Maj. William R. Fredenberg of the Menominee Indian Tribe of Wisconsin walked on July 21. He was a retired United States Air Force veteran and a distinguished member of the tribe.
“On behalf of the Menominee Indian Tribe, I extend to Major Fredenberg’s wife Elizabeth and to his children our heartfelt sympathy. We also express our deepest appreciation for his extraordinary service to our country. His continuous acts of bravery in the face of adversity will forever remain symbolic of a Menominee warrior,” Craig Corn, tribal chairman, said upon learning of his death according to a Menominee press release.
Fredenberg, who enlisted in the Army Air Corps in 1942, went to Europe where he was assigned to a fighter-bomber squadron, flying bombing missions following his graduation from flight training. He was shot down over France and taken prisoner during his 27th mission on June 17, 1944. He led a successful escape of 13 prisoners, joining the Free French in sabotaging and attacking the enemy.
Fredenberg returned to Europe in October 1944 and was discharged in 1945 after receiving the Distinguished Flying Cross and the Air Medal with two oak leaf clusters.
But for Fredenberg, his service time wasn’t over.

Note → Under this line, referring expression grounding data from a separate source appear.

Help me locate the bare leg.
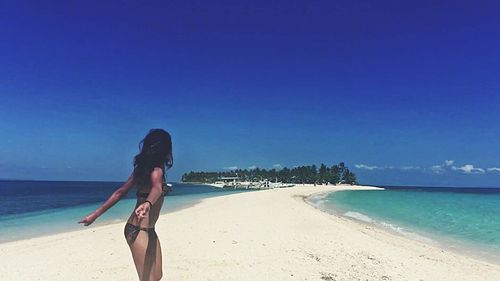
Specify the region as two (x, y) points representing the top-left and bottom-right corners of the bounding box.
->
(126, 229), (162, 280)
(155, 236), (163, 279)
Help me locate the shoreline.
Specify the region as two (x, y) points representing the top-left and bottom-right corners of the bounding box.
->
(0, 184), (253, 245)
(1, 184), (500, 280)
(302, 186), (500, 266)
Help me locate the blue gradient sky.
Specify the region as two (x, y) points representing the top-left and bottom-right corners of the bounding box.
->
(1, 1), (499, 186)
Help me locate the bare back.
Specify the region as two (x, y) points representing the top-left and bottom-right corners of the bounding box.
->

In 1950 he re-entered the Air Force and was sent to Japan. After three years, he returned to the United States and became an instructor pilot only to head back into combat during the Vietnam War.
According to the press release, “[o]n August 2 and 3, 1966, he distinguished himself by extraordinary achievement while participating in aerial flight as an AC-47 Gunship pilot near Pleiku Air Base [, Vietnam]. For his courage, skill and resolute determination, he received his second Distinguished Flying Cross. He retired from active duty in 1969 having been awarded the Distinguished Flying Cross with two oak leaf clusters and the Air Medal with 15 oak leaf clusters.”
A memorial services was held for Fredenberg on August 18th.